Article 13 restriction of liability

  1. Without prejudice to the other provisions in these General Conditions, for damage from or in connection with deliveries and/or services by or on behalf of the Seller to or on the part of the Purchaser – in the broadest sense of the words – for which the Seller can be legally held liable – to the extent mandatory legal provisions do not determine otherwise the following applies:
    1. The Seller can only be bound to compensate for its own damage if this is reported within 14 calendar days by the Purchaser to the Seller in writing, and this report is submitted within six months of delivery of the goods and/or delivery of the services.
    2. The Seller is not bound to compensate for any damage if the total damage caused to the Purchaser within a period of 12 calendar months amounts to no more than €500.
    3. Damage is only eligible for compensation when the Purchaser has indisputably demonstrated that this is the consequence of a circumstance or event for which the Seller can be legally held liable.
    4. Damage to the extent consisting of loss of profit or reduced efficiency is in no circumstances eligible for compensation.
    5. Other damage than referred to under d. is compensated to a maximum of the net invoice value (being the gross invoice value minus the VAT and any other government charges) of the delivery or the service to which the damage relates.
    6. The compensation referred to under e. applies for all cases of damage together resulting from a delivery or a service to which the damage relates.
    7. Paid customer stocks on the premises or under the supervision of the Seller’s premises fall outside our liability and are not insured against loss, theft or other forms of decrease in value or total loss (for example in a fire).
  2. The Purchaser indemnifies the Seller against any claims whatsoever from third parties who claim to have suffered damage due to a product and/or a service that the Seller has supplied or provided on behalf of the Purchaser, subject to the Purchaser demonstrating that the Seller is liable to pay compensation in proportion to the Purchaser for the damage and the Purchaser is to be compensated for this.
  3. The Seller can never be held liable for more than the insured amount with transport damage as mentioned in article 4.3 of the General Conditions.

Article 14

  1. Dutch law is exclusively applicable to agreements and any other legal relationships between the Seller and the Purchaser.
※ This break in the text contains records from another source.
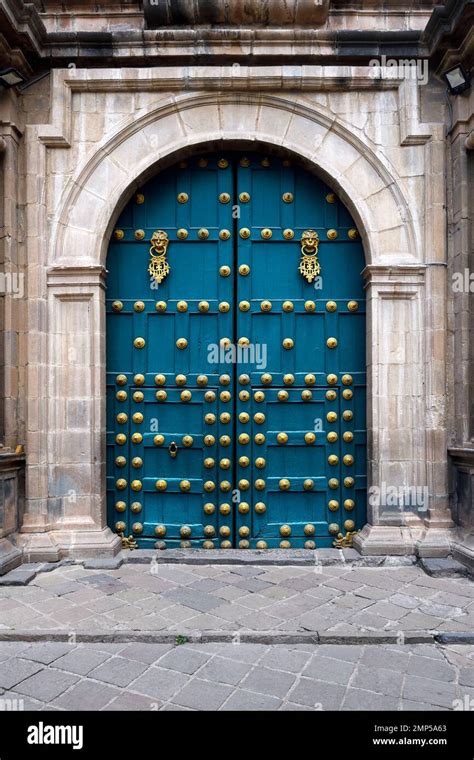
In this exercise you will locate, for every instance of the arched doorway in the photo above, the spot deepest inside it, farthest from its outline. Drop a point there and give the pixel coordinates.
(236, 385)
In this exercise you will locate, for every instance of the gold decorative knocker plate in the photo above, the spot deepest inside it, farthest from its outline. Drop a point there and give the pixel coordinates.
(309, 266)
(159, 267)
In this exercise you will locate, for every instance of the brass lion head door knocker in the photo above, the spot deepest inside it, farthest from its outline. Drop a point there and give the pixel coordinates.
(159, 268)
(309, 266)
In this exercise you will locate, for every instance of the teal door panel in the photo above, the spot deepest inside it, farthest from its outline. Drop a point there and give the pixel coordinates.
(235, 388)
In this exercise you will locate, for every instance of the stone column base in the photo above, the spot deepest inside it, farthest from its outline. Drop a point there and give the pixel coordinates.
(10, 556)
(74, 544)
(384, 540)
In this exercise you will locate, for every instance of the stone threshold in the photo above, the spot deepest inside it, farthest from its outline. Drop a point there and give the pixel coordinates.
(438, 568)
(240, 637)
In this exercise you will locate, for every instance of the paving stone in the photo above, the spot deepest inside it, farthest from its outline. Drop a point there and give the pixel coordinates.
(47, 684)
(379, 680)
(202, 695)
(328, 669)
(87, 695)
(159, 683)
(275, 683)
(317, 694)
(242, 700)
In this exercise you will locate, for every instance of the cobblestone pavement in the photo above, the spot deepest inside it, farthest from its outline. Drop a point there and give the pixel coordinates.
(343, 600)
(61, 676)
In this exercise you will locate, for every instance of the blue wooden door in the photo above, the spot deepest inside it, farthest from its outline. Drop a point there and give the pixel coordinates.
(236, 385)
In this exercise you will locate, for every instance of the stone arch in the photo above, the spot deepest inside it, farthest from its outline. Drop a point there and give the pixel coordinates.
(366, 183)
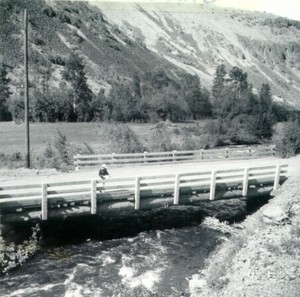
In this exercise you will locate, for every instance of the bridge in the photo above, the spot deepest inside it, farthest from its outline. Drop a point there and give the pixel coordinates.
(43, 201)
(242, 152)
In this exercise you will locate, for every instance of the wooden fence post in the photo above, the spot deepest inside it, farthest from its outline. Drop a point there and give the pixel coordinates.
(112, 157)
(277, 177)
(137, 193)
(226, 153)
(245, 182)
(201, 154)
(177, 189)
(76, 163)
(44, 203)
(273, 150)
(212, 185)
(174, 158)
(93, 196)
(145, 157)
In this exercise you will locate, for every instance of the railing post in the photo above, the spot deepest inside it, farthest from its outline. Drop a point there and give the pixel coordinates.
(44, 202)
(213, 185)
(174, 158)
(137, 193)
(112, 157)
(245, 182)
(273, 150)
(226, 153)
(277, 177)
(177, 189)
(76, 163)
(201, 154)
(145, 157)
(93, 196)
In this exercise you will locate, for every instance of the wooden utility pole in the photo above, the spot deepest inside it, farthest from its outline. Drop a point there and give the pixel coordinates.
(26, 99)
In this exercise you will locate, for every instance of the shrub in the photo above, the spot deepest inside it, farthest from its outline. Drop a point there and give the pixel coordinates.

Parties explicitly exclude the terms of the Treaty of the United Nations relating to international purchase agreements on movable goods of 1980 (CISG) (Vienna Sales Convention).
  2. Should any provision in these General Conditions or in the agreements as concluded by the Seller in the opinion of the authorised lawcourt not be applicable or is in violation of public order or law, only the relative provision will be regarded as unwritten and the parties will replace it with one or more provisions which concur with the disputed provision(s) as closely as possible without them in turn coming into conflict with public order or the law and these General Conditions will remain fully in force.